China regrets a World Trade Organization ruling that the United States acted within its rights when it raised import taxes on Chinese tires by as much as 35 percent and will file a complaint, an official was quoted as saying Tuesday.
The unidentified Ministry of Commerce official was quoted by the official Xinhua News Agency as saying that China "is deeply concerned" about the impact on China's tire industry, and said China will study the WTO report and file a complaint.
Xinhua said the official was from the ministry's Treaty and Law Department but did not identify him.
The three-year tariff was approved in September 2009 by President Barack Obama. It amounts to a 35 percent additional charge in the first year, 30 percent in the second year and 25 percent in the third year, on top of a regular 4 percent import duty.
Beijing said the tariff was protectionist. It has 60 days to appeal the ruling.

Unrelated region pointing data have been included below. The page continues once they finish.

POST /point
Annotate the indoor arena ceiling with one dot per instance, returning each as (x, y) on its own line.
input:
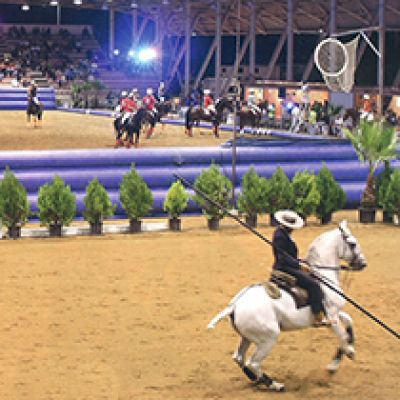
(309, 15)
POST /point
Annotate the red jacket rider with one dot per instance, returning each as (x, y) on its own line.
(149, 100)
(128, 104)
(207, 99)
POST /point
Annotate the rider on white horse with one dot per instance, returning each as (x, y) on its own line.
(252, 102)
(208, 103)
(286, 253)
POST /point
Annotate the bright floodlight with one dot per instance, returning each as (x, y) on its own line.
(147, 54)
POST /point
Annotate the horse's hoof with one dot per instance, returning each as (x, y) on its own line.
(350, 352)
(276, 386)
(333, 366)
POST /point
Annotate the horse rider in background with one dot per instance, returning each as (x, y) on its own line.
(208, 103)
(367, 109)
(128, 106)
(286, 260)
(252, 102)
(161, 92)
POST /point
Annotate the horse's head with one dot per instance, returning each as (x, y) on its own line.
(351, 249)
(222, 104)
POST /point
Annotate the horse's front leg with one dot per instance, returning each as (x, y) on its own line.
(343, 328)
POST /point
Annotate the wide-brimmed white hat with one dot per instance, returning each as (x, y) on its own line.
(289, 219)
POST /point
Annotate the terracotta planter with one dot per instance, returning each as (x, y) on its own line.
(251, 220)
(387, 217)
(96, 228)
(326, 219)
(135, 225)
(213, 224)
(14, 232)
(174, 224)
(366, 215)
(55, 230)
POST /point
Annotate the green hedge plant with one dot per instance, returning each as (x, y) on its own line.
(97, 206)
(14, 204)
(253, 197)
(216, 186)
(175, 204)
(280, 193)
(382, 181)
(57, 205)
(374, 142)
(306, 194)
(332, 196)
(391, 200)
(136, 198)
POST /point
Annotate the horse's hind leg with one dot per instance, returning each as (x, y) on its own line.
(253, 368)
(346, 339)
(240, 353)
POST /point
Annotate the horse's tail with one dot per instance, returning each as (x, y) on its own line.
(187, 118)
(224, 313)
(227, 311)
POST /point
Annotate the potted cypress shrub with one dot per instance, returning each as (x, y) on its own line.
(391, 199)
(253, 197)
(280, 194)
(175, 203)
(381, 185)
(14, 205)
(136, 199)
(57, 205)
(332, 196)
(97, 206)
(374, 142)
(306, 194)
(216, 186)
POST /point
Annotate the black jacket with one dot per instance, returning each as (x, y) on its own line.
(284, 242)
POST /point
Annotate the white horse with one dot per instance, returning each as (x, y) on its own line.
(259, 319)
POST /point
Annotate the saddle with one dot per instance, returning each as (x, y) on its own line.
(287, 283)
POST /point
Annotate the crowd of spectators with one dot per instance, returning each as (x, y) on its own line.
(51, 55)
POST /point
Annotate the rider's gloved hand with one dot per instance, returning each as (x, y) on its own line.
(305, 268)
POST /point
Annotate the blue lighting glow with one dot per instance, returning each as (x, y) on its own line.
(146, 55)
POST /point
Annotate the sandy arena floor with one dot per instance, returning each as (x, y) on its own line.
(61, 130)
(123, 317)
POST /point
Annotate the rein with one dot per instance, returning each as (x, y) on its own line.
(266, 240)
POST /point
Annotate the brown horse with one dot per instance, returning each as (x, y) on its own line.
(196, 114)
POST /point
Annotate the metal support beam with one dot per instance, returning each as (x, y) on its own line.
(238, 60)
(310, 63)
(134, 26)
(252, 48)
(218, 49)
(381, 59)
(275, 55)
(111, 33)
(290, 41)
(188, 37)
(58, 14)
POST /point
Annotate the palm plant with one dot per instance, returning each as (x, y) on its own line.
(374, 143)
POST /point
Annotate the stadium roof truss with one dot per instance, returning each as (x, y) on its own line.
(175, 19)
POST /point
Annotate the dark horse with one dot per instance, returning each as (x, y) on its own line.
(153, 117)
(196, 114)
(35, 110)
(252, 118)
(132, 125)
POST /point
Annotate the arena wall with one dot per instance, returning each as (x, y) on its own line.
(16, 98)
(157, 166)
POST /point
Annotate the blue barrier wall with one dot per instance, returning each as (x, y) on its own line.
(157, 166)
(16, 98)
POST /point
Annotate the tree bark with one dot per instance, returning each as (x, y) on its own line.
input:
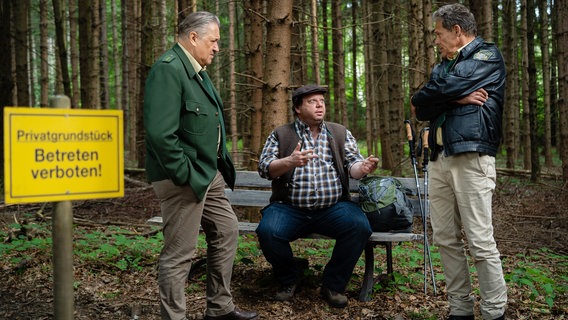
(562, 44)
(511, 107)
(254, 36)
(526, 127)
(74, 52)
(545, 51)
(43, 48)
(338, 54)
(277, 67)
(21, 21)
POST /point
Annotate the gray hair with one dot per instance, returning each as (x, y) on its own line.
(456, 14)
(197, 22)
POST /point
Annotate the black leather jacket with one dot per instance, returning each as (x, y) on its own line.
(465, 128)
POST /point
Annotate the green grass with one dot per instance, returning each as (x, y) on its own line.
(539, 276)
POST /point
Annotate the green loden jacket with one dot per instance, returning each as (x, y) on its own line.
(183, 121)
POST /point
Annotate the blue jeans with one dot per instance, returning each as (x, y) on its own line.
(283, 223)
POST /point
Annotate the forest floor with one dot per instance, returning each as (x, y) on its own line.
(530, 221)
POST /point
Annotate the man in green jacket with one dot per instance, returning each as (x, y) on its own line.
(188, 165)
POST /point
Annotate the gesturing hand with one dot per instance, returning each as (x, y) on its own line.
(300, 158)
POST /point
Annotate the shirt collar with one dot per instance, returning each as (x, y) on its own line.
(196, 66)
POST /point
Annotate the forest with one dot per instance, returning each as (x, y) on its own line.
(372, 55)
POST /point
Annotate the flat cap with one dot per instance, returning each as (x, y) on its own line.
(304, 91)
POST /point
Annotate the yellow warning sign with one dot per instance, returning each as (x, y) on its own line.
(62, 154)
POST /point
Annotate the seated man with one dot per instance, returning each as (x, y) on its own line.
(309, 162)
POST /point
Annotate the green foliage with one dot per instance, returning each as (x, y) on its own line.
(537, 280)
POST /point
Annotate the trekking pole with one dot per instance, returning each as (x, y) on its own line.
(425, 148)
(410, 137)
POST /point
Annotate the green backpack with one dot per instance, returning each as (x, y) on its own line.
(384, 200)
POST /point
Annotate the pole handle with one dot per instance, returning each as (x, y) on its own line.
(425, 135)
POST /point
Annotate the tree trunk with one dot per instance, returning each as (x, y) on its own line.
(277, 67)
(61, 47)
(525, 131)
(396, 102)
(254, 40)
(382, 80)
(338, 64)
(544, 43)
(89, 54)
(533, 128)
(6, 80)
(325, 55)
(562, 44)
(298, 66)
(355, 88)
(371, 117)
(104, 57)
(74, 52)
(315, 42)
(483, 13)
(21, 21)
(232, 88)
(116, 57)
(43, 48)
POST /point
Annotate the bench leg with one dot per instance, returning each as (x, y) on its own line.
(388, 247)
(368, 278)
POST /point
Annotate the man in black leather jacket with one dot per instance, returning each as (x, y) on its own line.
(463, 100)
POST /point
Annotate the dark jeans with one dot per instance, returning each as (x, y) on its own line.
(283, 223)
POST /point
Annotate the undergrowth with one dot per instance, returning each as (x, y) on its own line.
(540, 277)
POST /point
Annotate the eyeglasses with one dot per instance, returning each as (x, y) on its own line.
(314, 101)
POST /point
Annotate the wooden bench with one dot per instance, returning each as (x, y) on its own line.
(253, 191)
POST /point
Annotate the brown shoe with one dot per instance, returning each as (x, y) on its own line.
(234, 315)
(334, 299)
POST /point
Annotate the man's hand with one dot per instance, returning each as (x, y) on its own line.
(299, 157)
(478, 97)
(363, 168)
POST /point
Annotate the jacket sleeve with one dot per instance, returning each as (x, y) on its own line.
(162, 103)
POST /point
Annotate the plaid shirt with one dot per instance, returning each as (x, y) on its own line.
(315, 185)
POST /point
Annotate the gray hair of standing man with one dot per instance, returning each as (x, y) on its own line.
(456, 14)
(197, 22)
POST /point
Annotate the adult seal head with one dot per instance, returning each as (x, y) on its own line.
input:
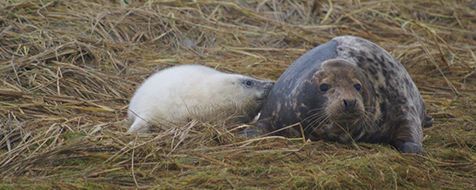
(348, 89)
(176, 95)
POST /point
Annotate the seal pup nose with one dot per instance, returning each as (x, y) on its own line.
(349, 104)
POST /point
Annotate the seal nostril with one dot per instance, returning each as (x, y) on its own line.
(349, 104)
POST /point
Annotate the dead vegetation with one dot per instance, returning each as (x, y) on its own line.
(68, 69)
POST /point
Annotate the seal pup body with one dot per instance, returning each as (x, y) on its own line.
(348, 89)
(176, 95)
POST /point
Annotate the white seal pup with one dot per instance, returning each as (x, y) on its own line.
(176, 95)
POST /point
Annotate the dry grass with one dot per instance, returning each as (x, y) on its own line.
(68, 69)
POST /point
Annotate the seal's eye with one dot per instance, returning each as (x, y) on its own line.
(324, 87)
(358, 87)
(248, 83)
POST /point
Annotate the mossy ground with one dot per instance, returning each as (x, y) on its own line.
(68, 69)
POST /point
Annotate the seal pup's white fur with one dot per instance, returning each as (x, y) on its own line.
(178, 94)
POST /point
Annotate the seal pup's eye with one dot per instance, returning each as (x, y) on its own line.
(248, 83)
(358, 87)
(324, 87)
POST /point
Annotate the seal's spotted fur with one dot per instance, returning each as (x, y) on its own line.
(394, 109)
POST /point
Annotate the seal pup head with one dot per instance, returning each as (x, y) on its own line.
(247, 94)
(344, 89)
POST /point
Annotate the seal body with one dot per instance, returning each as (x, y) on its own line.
(348, 89)
(179, 94)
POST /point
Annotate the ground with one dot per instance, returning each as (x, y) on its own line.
(69, 68)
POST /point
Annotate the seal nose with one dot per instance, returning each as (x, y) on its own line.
(349, 104)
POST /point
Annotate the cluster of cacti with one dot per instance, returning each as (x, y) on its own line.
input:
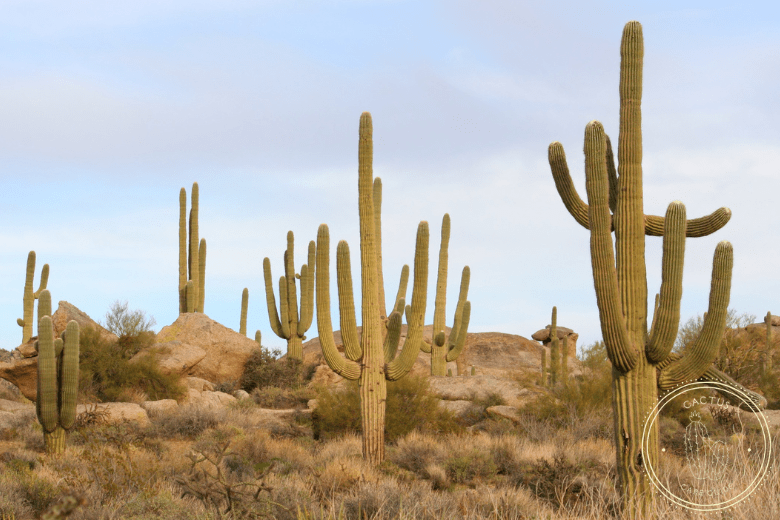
(244, 305)
(58, 378)
(30, 296)
(192, 259)
(443, 349)
(364, 357)
(293, 325)
(641, 359)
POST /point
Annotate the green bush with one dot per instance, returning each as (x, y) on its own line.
(105, 374)
(410, 405)
(264, 368)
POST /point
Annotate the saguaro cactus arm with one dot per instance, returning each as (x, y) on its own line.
(654, 225)
(700, 355)
(346, 368)
(349, 337)
(244, 305)
(605, 279)
(307, 290)
(666, 317)
(397, 368)
(457, 343)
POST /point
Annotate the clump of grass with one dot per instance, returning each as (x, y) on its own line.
(410, 406)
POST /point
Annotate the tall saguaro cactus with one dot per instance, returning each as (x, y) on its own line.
(192, 259)
(365, 359)
(244, 305)
(58, 380)
(641, 359)
(30, 296)
(450, 348)
(292, 326)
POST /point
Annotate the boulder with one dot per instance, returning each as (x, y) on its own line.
(479, 387)
(66, 312)
(173, 357)
(227, 351)
(196, 383)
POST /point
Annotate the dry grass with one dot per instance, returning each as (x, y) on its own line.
(130, 472)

U.S. imports of low-grade Chinese tires rose threefold to about 46 million tires between 2004 and 2008, but fell by about 15 percent in the first half of 2009 — before the new tariff was imposed.
The dispute is the latest in a string of trade battles between the United States and China, the world's biggest importer and exporter, respectively.
The countries have sought WTO panel rulings on issues ranging from steel pipes to music piracy, poultry and auto parts in recent years.